The Initial Impact and Terror of the Bondi Shooting Is Giving Way to Anger and Discord. It Is Imperative We Seek Out the Hope.

While Australia settles into for a customary Christmas holiday during languorous days of beach and scorching heat accompanied by the soundtrack of sporting matches and insect sounds, this year the nation's summer mood feels, unfortunately, like no other.

It would be a dramatic oversimplification to characterize the collective disposition after the antisemitic terrorist attack on Jewish Australians during Bondi Hanukah celebrations as one of mere discontent.

Across the country, but especially than in Sydney – the most iconically beautiful of the nation's urban centers – a tone of initial surprise, grief and horror is segueing to anger and deep division.

Those who had not picked up on the frequently expressed concerns of the Jewish community are now highly attuned. Similarly, they are sensitive to balancing the need for a far more urgent, energetic government and institutional crackdown against anti-Jewish hatred with the right to peacefully protest against mass atrocities.

If ever there was a time for a national listening, it is now, when our belief in mankind is so sorely diminished. This is particularly so for those of us fortunate enough never to have experienced the animosity and fear of religious and ethnic targeting on this land or elsewhere.

And yet the algorithms keep churning out at us the trite instant opinions of those with blistering, polarizing views but no sense at all of that terrifying vulnerability.
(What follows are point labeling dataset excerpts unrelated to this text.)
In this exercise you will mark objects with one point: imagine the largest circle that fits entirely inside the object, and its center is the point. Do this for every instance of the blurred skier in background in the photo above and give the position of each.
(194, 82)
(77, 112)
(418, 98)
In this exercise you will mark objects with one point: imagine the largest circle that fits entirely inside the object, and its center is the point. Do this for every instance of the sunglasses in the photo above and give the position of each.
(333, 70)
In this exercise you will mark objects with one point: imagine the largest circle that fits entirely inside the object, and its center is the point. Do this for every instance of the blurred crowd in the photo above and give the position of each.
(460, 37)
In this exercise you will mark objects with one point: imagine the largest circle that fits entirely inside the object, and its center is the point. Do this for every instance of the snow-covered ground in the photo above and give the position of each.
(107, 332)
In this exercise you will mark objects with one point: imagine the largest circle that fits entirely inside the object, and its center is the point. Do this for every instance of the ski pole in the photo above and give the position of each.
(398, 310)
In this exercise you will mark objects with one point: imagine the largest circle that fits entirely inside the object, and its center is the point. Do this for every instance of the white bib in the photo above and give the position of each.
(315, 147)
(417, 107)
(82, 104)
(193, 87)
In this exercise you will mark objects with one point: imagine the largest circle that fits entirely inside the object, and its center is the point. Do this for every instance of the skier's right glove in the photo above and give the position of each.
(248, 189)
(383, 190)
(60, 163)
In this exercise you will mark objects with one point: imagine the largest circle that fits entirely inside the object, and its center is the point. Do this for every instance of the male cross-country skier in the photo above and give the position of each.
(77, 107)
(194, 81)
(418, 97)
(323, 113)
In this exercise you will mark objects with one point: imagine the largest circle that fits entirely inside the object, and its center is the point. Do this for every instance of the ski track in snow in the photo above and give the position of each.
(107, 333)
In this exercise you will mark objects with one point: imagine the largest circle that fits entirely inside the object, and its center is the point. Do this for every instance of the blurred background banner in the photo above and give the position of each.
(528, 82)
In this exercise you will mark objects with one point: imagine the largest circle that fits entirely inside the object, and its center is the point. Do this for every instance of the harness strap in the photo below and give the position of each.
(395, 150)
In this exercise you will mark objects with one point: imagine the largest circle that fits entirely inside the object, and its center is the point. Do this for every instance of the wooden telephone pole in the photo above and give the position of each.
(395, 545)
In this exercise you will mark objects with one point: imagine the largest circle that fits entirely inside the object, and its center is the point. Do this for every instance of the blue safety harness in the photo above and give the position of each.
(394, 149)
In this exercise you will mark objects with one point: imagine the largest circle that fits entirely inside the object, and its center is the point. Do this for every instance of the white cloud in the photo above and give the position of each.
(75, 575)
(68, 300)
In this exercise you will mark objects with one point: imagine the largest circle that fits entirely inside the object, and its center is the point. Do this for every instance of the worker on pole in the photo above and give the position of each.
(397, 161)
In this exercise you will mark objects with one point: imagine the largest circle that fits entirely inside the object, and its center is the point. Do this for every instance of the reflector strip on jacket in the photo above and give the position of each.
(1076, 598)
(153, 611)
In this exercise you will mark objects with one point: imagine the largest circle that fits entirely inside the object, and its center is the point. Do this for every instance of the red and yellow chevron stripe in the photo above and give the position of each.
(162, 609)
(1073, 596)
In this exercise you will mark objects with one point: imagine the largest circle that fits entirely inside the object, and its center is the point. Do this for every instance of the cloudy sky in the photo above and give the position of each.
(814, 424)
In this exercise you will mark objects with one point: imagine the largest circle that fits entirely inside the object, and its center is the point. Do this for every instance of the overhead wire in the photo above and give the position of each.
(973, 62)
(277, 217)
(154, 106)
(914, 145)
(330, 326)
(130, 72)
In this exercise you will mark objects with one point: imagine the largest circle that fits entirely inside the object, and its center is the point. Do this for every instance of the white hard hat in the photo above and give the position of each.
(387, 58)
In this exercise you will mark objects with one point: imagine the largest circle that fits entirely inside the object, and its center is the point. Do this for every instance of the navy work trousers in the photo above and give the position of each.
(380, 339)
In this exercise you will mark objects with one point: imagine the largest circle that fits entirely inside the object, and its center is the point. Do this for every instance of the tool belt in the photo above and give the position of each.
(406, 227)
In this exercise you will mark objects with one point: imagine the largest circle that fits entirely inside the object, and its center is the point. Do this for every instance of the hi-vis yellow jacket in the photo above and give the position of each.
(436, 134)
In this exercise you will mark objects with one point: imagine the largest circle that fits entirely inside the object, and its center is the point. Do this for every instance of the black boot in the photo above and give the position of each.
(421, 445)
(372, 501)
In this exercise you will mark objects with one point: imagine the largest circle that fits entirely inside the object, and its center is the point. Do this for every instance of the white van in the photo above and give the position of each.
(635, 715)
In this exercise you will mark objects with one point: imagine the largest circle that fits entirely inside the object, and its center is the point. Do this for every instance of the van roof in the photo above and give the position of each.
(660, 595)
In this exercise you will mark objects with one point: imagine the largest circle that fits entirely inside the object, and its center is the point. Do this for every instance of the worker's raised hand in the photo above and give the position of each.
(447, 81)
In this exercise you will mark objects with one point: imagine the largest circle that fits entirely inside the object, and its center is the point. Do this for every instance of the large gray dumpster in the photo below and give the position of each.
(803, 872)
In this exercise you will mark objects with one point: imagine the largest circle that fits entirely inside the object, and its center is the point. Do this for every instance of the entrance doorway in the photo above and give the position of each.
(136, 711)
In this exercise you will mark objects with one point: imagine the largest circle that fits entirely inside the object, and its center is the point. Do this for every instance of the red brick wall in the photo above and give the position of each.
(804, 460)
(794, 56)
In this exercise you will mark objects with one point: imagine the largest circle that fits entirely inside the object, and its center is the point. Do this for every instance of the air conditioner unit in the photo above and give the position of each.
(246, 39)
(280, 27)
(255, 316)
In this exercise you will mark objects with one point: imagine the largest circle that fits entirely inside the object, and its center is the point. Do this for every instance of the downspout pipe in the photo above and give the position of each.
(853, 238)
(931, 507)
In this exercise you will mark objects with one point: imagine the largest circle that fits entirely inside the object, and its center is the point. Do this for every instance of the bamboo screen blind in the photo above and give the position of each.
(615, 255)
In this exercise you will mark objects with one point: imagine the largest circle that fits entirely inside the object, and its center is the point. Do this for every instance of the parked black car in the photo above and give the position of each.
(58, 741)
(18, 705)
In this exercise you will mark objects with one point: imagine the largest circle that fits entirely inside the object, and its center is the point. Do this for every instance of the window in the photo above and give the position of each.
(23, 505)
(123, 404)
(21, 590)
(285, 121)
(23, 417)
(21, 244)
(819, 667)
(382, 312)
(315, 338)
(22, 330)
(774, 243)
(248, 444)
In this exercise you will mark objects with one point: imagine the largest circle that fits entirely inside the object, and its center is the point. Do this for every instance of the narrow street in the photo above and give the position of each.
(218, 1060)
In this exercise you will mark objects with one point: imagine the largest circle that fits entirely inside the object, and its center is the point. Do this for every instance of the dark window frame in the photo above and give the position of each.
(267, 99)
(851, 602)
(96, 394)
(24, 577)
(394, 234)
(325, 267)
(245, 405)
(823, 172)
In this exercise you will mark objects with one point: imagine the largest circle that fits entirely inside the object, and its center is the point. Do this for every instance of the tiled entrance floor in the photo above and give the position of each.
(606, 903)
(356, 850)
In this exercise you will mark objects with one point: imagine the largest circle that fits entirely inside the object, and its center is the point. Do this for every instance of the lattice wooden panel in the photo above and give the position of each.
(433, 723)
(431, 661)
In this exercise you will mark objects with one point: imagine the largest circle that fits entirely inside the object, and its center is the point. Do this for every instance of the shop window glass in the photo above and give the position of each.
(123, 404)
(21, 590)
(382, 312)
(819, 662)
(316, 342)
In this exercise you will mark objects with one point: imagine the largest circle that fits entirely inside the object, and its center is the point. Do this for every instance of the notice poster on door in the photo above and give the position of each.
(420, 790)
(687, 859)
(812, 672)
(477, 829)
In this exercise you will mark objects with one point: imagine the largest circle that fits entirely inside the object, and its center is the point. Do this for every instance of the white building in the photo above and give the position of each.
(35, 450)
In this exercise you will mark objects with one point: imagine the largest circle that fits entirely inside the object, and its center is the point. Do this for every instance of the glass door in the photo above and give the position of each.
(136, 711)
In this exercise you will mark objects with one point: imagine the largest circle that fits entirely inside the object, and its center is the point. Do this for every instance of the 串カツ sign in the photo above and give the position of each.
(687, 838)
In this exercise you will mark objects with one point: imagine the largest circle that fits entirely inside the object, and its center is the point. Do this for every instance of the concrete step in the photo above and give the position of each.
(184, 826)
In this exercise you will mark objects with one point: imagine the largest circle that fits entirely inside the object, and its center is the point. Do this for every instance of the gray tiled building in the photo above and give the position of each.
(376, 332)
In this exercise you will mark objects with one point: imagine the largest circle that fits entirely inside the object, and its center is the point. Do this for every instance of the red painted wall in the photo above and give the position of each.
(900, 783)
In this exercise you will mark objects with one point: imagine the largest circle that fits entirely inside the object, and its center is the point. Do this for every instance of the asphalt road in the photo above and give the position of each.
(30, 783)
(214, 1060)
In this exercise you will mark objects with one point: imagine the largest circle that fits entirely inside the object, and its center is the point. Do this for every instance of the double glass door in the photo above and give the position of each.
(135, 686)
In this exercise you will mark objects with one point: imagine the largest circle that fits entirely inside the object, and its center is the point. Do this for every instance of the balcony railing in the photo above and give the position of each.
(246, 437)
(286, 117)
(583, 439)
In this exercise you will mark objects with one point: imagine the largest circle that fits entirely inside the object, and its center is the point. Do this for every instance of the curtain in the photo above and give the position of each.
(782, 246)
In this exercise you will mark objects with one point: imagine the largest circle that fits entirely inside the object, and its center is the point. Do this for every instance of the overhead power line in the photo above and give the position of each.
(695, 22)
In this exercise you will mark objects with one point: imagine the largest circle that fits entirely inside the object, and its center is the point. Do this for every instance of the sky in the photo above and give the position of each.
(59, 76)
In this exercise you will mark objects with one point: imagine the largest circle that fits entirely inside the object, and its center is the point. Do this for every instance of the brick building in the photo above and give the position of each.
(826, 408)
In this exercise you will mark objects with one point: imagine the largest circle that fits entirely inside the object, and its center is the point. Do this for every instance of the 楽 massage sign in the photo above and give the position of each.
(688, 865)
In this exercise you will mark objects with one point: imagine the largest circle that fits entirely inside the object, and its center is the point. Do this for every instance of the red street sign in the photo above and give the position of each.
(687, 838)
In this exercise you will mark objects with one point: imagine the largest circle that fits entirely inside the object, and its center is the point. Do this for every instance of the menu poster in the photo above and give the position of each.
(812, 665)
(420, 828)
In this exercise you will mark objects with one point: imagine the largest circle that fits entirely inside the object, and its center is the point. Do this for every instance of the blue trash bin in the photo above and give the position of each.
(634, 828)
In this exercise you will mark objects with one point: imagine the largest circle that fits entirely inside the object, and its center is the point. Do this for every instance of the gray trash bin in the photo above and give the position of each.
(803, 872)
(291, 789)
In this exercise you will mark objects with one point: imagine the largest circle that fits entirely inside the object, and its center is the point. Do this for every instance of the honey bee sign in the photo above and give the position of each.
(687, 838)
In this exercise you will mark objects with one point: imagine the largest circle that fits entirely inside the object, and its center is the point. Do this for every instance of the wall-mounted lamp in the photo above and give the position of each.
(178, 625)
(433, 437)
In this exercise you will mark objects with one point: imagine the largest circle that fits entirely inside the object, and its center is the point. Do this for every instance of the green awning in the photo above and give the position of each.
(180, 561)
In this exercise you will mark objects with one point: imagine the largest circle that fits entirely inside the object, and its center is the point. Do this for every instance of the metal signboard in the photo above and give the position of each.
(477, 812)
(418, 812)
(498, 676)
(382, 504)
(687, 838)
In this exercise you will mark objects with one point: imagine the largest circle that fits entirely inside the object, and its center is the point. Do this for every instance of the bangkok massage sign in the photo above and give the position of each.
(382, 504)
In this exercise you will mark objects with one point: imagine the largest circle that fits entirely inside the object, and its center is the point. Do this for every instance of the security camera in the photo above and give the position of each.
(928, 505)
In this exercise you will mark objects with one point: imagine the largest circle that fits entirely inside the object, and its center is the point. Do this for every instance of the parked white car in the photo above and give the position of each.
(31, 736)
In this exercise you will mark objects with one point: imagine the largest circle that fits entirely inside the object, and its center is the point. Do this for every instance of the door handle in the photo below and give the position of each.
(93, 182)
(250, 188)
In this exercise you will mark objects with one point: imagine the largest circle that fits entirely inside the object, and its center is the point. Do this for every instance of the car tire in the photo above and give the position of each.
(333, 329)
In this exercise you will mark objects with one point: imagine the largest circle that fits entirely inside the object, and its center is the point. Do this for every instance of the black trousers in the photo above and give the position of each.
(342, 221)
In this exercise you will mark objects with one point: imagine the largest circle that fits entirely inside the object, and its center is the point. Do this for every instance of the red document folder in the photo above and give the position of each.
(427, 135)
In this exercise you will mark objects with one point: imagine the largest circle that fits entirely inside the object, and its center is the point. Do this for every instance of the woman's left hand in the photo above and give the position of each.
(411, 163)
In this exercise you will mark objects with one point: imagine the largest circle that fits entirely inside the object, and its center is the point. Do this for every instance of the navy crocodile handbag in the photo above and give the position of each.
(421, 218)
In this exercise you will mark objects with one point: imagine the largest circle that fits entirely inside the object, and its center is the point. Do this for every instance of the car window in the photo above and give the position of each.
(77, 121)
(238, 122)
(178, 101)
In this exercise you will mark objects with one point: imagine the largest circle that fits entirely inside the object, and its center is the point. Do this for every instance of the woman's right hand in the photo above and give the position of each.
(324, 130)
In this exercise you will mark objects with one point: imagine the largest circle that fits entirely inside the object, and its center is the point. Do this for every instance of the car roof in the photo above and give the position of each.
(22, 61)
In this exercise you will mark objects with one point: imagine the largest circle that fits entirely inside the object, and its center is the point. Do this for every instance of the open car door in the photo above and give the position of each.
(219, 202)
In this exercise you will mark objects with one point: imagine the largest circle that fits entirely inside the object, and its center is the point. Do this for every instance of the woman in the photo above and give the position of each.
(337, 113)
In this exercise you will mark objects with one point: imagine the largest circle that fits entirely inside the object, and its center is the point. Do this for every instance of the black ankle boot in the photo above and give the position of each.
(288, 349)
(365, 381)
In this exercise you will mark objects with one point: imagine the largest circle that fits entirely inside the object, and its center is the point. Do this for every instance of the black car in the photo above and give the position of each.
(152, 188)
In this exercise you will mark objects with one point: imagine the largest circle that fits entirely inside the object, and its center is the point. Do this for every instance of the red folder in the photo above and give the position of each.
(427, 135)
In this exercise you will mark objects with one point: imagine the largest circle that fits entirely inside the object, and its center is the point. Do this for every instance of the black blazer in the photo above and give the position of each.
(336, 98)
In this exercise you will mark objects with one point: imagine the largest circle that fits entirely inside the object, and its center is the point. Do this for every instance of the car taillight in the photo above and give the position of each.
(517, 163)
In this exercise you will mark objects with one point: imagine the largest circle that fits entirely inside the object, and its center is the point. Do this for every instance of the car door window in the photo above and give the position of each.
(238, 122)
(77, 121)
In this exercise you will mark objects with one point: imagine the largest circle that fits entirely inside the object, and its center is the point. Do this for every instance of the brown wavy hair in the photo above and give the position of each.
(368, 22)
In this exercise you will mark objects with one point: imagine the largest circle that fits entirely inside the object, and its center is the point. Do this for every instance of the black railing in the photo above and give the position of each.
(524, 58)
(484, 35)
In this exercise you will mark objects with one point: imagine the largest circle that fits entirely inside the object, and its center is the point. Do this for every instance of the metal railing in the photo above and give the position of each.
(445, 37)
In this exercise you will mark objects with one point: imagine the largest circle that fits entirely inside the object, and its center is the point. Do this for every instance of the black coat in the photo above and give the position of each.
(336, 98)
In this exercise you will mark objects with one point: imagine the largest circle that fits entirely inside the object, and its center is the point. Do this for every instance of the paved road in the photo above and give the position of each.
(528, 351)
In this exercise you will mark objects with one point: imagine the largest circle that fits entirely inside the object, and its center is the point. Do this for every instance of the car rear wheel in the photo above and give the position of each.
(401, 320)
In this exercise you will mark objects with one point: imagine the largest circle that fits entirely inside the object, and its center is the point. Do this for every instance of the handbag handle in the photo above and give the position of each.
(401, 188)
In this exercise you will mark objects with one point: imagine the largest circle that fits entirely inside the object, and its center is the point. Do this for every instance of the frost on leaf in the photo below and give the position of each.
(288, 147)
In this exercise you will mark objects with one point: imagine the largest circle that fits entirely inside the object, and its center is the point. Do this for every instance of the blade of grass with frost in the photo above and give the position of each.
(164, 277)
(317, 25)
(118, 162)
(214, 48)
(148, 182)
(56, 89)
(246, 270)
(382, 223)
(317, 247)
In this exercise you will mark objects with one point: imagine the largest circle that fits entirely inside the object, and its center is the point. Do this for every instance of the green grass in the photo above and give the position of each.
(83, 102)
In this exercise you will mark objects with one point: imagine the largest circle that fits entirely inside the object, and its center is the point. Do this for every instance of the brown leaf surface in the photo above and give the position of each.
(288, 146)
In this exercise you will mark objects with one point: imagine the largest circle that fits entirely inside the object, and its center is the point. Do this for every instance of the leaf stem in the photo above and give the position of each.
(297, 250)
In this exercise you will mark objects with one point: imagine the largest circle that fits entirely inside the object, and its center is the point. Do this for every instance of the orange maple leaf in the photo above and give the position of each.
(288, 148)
This is a time when I lament not having a stronger spiritual belief. I mourn, because believing in humanity – in mankind’s potential for compassion – has let us down so painfully. Something else, something higher, is needed.

And yet from the horror of Bondi we have seen such profound instances of human decency. The heroism of individuals. The selflessness of bystanders. Emergency personnel – law enforcement and paramedics, those who ran towards the gunfire to help fellow humans, some publicly hailed but for the most part unnamed and unsung.

When the police tape still fluttered wildly all about Bondi, the imperative of community, religious and ethnic unity was admirably championed by faith leaders. It was a call of compassion and acceptance – of unifying rather than dividing in a moment of antisemitic slaughter.

Consistent with the symbolism of the Festival of Lights (light amid darkness), there was so much appropriate evocation of the need for lightness.

Togetherness, light and compassion was the essence of faith.

‘Our shared community spaces may not look quite the same again.’

And yet segments of the Australian polity reacted so nauseatingly swiftly with division, finger-pointing and recrimination.

Some politicians gravitated straight for the darkness, using the atrocity as a calculating chance to question Australia’s immigration policies.

Observe the harmful rhetoric of disunity from longstanding fomenters of Australian racial division, capitalizing on the massacre before the crime scene was even cold. Then read the statements of political figures while the investigation was still active.

Politics has a daunting task to do when it comes to bringing together a nation that is grieving and frightened and looking for the hope and, importantly, explanations to so many uncertainties.

Like why, when the official terror alert was judged as likely, did such a significant public Hanukah event go ahead with such a woefully inadequate security presence? Like how could the accused attackers have six guns in the residence when the domestic intelligence organisation has so openly and repeatedly warned of the threat of targeted attacks?

How rapidly we were treated to that tired line (or iterations of it) that it’s individuals not guns that kill. Of course, both things are valid. It’s possible to simultaneously pursue new ways to stop violent bigotry and keep firearms away from its possible actors.

In this metropolis of profound beauty, of clear blue heavens above ocean and sand, the ocean and the beaches – our communal areas – may not look entirely familiar again to the multitude who’ve observed that famous Bondi seems so incongruous with last weekend’s obscene bloodshed.

We long right now for comprehension and significance, for family, and perhaps for the solace of beauty in art or the natural world.

This weekend many Australians are calling off Christmas party plans. Reflective solitude will feel more appropriate.

But this is perhaps somewhat counterintuitive. For in these times of anxiety, outrage, melancholy, confusion and grief we need each other now more than ever.

The comfort of community – the human glue of the unity in the very word – is what we likely need most.

But sadly, all of the indicators are that cohesion in public life and society will be hard to find this long, draining summer.

Brandy Wright
Brandy Wright

Lena is a tech journalist with over a decade of experience covering consumer electronics and emerging technologies.